For each scene Ed provided a storyboard that identified where the viewer’s focus would be, along with his thoughts of scene blocking, viewer position and scene layout.
There’s a great deal of satisfaction in working out how viewers will experience and engage with the story. Which direction will they look in, what visual elements do we want to be the focus? What do we keep? What do we remove? How will the scale of these elements affect the intention of the story at this stage?
The way we approached the visual style leads to interesting possibilities, allowing us to mislead the viewer or reveal story information in a different way. Everything is based in Ted’s imagination and his interpretation of the scene is what we see and this was a creative opportunity that Ed wanted to explore as much as possible.
Indeed the first scene follows a call where a teenager appears to be lost in the woods, scared there is something after him. The trees build up around the teenager – forming as Ted pictures the location in his mind. As we look behind we see the monstrous, ambiguous ‘something’ that is following. Yet as the tension peaks we reveal it was all just a prank. The scene falls apart and we are left with teenagers sitting in a basement, a horror move playing on the TV. We can move through all these elements naturally within the space of the VR, including scale changes.
Ed’s intention here was that scale indicated how intently Ted was focused on a scene – how much emotional investment he has. When we are with the teen in the forest Ted is intent on ensuring the caller is safe, but as it falls back to a prank call the visual elements shrink down in view. The scene now takes place in miniature, within the frame of one of the monitors he sits in front of. He’s no longer emotionally engaged with it.
Using scale in this way gives us interesting ways to engage emotionally, and also narratively, framing additional scenes. A second monitor appears as Ted calls for an officer to go visit the teenagers and inform their parents of their crime. We do this again with ted speaking to Ray at a crime scene, overseeing a miniature scene at first, before diving into the scene as Ted realises he knows the victim from a previous call.
Framing the scenes is important, whether we are inside them or not. Much as with film we want to lead the viewer towards important story details and events. In another scene we start on a map screen identifying the location of a squad car Ted as he calls the Sheriff. We then smoothly move through the map and down to the car itself as it heads to the crime scene. Finally as Ted begins to argue with the sheriff the scene begins to scale up, growing until we are within it.

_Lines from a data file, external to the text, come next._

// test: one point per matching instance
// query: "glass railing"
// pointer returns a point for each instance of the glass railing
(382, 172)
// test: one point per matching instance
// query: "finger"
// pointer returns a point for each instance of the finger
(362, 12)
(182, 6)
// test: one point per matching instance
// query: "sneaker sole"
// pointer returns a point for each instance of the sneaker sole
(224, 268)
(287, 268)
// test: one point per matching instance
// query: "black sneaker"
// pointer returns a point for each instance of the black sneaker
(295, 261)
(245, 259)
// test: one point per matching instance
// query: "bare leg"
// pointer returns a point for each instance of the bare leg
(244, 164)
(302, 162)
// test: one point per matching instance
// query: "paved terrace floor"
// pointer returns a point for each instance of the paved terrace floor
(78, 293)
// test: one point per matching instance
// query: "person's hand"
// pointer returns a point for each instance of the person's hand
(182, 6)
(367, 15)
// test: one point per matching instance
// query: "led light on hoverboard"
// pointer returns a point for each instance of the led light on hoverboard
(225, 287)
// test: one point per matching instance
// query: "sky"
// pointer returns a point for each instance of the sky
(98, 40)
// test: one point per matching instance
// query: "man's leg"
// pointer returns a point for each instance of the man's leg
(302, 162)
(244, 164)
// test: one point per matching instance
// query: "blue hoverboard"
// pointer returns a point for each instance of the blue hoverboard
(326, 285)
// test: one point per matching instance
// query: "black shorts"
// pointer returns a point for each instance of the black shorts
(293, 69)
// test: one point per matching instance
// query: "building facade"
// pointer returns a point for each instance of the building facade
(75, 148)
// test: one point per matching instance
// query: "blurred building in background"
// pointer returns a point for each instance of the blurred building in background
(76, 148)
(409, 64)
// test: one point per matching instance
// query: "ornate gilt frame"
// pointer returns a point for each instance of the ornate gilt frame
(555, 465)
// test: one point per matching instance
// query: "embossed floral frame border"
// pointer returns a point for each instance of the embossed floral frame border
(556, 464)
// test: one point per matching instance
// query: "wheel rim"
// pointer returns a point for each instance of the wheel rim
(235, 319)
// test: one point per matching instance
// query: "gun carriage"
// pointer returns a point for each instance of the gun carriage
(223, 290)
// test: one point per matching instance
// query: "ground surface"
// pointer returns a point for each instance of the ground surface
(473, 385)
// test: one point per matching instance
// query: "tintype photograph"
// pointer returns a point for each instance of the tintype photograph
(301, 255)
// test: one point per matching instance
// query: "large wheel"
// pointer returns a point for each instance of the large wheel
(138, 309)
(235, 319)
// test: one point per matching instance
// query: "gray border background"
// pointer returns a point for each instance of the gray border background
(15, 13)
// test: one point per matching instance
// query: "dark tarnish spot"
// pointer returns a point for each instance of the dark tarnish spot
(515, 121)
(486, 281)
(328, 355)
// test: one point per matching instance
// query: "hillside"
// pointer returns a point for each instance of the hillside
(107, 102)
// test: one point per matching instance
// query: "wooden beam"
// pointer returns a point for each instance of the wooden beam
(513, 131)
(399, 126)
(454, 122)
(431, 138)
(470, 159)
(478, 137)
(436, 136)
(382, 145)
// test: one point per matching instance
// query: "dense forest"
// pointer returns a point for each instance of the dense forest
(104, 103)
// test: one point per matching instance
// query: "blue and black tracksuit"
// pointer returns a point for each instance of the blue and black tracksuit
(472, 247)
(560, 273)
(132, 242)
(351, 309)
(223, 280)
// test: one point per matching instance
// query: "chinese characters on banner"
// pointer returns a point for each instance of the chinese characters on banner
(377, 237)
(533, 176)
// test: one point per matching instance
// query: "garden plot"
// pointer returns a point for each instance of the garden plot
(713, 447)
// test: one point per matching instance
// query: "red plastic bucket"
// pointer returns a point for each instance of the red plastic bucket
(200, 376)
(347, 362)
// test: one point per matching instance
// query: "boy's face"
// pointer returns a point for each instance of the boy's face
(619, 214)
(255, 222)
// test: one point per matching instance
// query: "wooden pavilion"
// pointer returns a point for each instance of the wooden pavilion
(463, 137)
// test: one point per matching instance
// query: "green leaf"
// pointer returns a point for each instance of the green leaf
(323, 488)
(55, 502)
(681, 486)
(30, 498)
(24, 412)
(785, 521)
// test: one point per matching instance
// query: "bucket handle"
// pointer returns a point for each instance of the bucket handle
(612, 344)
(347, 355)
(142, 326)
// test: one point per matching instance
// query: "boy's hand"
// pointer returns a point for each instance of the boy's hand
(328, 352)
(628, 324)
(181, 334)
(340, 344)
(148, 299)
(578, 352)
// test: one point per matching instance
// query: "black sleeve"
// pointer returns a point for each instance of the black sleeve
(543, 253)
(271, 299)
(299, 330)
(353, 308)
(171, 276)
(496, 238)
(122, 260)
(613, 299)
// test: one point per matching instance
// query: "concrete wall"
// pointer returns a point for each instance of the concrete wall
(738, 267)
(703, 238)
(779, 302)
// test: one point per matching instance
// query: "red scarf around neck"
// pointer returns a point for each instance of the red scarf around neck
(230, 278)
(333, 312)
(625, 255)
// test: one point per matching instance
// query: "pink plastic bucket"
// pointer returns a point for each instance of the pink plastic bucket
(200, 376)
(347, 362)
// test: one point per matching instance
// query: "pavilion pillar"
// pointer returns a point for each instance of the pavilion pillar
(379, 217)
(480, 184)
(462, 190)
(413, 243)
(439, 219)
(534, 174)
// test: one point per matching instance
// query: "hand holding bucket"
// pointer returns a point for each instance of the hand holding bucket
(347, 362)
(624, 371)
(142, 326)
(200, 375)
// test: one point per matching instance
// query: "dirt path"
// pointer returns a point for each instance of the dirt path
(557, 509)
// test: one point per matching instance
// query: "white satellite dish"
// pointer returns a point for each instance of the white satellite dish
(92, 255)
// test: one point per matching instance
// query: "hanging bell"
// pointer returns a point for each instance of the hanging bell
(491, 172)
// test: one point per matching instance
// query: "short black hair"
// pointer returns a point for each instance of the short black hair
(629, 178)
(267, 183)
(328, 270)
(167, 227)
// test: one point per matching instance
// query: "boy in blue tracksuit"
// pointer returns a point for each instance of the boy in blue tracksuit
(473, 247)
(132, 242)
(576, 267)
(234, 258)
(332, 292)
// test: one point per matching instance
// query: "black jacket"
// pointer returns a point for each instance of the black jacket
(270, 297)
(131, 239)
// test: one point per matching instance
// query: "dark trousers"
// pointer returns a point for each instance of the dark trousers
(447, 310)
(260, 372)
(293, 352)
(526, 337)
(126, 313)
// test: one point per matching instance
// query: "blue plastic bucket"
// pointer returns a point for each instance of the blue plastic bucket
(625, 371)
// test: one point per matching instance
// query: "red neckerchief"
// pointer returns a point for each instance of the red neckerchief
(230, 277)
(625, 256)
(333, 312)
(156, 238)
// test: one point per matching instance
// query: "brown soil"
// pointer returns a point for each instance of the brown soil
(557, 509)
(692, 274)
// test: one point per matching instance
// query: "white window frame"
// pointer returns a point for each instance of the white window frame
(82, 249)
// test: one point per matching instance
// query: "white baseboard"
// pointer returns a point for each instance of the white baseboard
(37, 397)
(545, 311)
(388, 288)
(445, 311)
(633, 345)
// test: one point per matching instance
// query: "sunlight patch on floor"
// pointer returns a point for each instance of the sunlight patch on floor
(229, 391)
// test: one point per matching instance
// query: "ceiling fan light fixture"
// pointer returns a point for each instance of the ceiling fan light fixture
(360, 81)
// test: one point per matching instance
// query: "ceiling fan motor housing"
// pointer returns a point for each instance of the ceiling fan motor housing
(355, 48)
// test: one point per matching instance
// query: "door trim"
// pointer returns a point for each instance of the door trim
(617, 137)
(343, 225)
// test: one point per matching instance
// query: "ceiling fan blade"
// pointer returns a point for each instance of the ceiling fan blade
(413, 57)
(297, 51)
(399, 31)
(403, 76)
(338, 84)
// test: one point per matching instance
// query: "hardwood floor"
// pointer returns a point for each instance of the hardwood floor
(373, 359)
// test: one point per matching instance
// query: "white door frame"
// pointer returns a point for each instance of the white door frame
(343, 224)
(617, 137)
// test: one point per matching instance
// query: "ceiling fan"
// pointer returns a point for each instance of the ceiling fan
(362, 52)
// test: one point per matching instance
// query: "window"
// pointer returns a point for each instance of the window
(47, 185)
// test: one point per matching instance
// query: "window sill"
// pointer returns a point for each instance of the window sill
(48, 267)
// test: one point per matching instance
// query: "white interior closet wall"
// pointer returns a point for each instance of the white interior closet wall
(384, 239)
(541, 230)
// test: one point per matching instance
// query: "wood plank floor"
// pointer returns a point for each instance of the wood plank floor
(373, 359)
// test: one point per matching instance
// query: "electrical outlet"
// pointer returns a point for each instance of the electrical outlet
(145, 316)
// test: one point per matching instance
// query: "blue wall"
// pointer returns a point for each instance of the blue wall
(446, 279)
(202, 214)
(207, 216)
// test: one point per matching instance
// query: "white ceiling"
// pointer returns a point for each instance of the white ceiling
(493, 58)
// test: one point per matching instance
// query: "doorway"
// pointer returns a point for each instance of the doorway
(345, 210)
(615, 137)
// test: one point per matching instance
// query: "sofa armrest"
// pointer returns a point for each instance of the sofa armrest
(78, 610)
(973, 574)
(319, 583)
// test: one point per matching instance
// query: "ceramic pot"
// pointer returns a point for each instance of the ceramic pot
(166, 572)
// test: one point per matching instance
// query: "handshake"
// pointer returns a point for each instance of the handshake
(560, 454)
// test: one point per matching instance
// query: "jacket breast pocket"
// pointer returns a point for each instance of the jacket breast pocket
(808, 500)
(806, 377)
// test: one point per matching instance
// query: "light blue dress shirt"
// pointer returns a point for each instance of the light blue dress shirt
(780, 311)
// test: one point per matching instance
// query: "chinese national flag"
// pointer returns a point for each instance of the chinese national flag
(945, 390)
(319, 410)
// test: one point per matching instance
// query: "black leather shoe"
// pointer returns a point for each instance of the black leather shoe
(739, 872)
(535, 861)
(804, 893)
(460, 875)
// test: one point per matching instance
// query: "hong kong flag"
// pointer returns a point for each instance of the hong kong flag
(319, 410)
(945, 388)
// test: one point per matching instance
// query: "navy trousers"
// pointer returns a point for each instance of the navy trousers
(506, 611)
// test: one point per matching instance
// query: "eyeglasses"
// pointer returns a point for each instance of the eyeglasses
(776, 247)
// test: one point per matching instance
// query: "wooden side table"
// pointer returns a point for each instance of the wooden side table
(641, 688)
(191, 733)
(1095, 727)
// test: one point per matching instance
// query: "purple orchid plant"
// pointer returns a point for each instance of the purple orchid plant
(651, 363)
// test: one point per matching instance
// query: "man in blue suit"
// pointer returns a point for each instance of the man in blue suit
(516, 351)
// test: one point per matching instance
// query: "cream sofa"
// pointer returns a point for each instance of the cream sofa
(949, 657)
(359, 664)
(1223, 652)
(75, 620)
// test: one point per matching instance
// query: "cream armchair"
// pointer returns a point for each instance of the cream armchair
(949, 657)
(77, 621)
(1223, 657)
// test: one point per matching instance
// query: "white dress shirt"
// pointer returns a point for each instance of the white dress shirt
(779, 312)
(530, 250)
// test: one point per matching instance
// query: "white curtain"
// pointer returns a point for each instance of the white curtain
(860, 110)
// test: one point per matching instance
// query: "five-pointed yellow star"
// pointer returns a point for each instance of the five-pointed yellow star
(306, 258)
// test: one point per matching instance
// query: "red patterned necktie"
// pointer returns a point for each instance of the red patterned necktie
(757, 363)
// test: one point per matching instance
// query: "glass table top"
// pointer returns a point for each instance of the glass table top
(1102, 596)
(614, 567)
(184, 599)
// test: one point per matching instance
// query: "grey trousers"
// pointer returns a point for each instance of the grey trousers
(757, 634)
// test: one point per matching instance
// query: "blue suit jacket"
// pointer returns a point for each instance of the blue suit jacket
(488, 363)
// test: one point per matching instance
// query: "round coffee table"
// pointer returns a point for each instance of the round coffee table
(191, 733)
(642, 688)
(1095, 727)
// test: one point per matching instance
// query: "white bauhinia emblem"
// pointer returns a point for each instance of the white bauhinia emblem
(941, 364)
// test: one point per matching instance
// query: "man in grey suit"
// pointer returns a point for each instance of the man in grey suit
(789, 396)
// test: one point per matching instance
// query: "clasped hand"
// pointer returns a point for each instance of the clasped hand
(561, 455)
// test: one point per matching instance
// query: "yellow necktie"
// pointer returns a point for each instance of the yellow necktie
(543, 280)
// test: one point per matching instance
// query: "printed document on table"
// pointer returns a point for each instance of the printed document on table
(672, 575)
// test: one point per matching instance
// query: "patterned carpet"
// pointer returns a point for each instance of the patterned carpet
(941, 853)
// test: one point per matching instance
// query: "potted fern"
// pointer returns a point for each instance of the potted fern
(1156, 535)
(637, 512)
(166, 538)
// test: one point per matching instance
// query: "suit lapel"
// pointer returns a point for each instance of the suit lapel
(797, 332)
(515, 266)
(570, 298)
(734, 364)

As well as moving between scenes we also want to lead the viewer around scenes. We do this both by literally moving the viewer, but also by visual and audio cues. In one scene we join Trevor as he calls Ted reporting that a dangerous man has arrived at his house. The viewer as camera is physically moved at times, but at others we move the characters around the viewer, causing them to follow the action around. At times there are more than one direction they can look in, but the important thing is to ensure that no matter what direction the do look there is something of importance to see, and if we want to ensure they see a specific event that we are using visual and audio cues to ensure that happens.
One thing I’ve always been fascinated by is the use of viewer’s look direction to trigger events. In one simple case we use look cues to trigger audio within the first scene in the forest. The viewer hears a sound and looks back to see the monstrous ‘something’ chasing the teen, triggering the monstrous moan of the creature. We can go further, triggering animations and events at certain points. In Dispatch we made a conscious choice to approach this with a light touch. Indeed while interaction was explored it was kept to a minimum to allow the intent and authorship of Ed’s story to drive the experience.
In telling this story the art is in many ways informed by what is possible within the technology at hand, in this case a game engine. Yet there are benefits to being in a real time system, and the art can instead drive the use of the technology.
A large part of Episode Three takes the form of an extended car chase, where we join a character inside their car as they attempt to get away from their assailant. Ed’s direction for the scene would be that we are within the car with Gloria, who is being chased. We needed to feel present in the scene and see it all as if we are also taking part.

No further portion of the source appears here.